Paradoxe Angelegenheit! Viele kennen seine Wandgemälde (etwa die phantastischen Landschaftszimmer im Gartenpavillon des Stiftes Melk) – und dennoch ist der Name des Künstlers nur Kennern der Barockmalerei wirklich ein Begriff: Johann Wenzel Bergl. Den im September 1719 in der böhmischen Provinz geborenen Künstler zog es schon bald in die Residenzstadt Wien, wo er sich der damaligen Hofakademie anschloss. Einerseits erwartete er sich von den in der Nähe der Hauptstadt gelegenen Klöstern (denn sie waren zu jener Zeit die baufreudigsten Auftraggeber) ein reiches Betätigungsfeld.

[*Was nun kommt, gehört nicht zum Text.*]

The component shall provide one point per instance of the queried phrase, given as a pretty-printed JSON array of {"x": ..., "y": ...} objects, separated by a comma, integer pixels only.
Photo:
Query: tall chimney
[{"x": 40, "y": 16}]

Andererseits wuchs damals eine Generation junger Künstler heran, die der Barockmalerei noch einmal frischen Schwung verleihen wollte. Mit dem wichtigsten Vertreter dieser Erneuerung arbeitete Bergl nicht nur in mehreren Projekten zusammen, er war auch Bergls Trauzeuge: Franz Anton Maulbertsch.

Sein Ruf als Spezialist

Obwohl nach 1750 die Nachfrage nach Freskomalereien kontinuierlich zurückging (die Finanzierung der Kriege Maria Theresias brachte die Stifte in finanzielle Bedrängnis), gelang es Bergl, sich einen Ruf als Spezialist aufzubauen. Was er schaffen konnte, traf den Nerv der Zeit – mit „Americanischen Zimmern“ gelang es dem Künstler, die Exotik fremder Welten an die Wände eleganter Kabinette zu zaubern. Neben diesen Landschaftsmalereien, die in Schloss Schönbrunn ebenso zu bewundern sind wie im Melker Pavillon, war der umtriebige Künstler aber auch in Böhmen und Ungarn tätig. Anlässlich des 300. Geburtstages können im heurigen Jahr vielerorts seine Werke bewundert werden.

Erzählfreudige Bilderwelt

Im Stift Klein-Mariazell im Wienerwald schuf Bergl ab 1757 seine frühesten eigenständigen Fresken – auch wenn der Maler damals schon an die vierzig Jahre alt war. Nicht nur die Deckengewölbe schmückte er mit seinen Fresken, auch an den Wänden finden sich erzählfreudige Schilderungen der Kindheit Jesu. In einem speziell erarbeiteten Rundgang können Gäste die Bilderwelten des Barock verstehen lernen, im ehemaligen Klostergarten werden darüber hinaus weitere Einblicke in das Schaffen des Malers gegeben. 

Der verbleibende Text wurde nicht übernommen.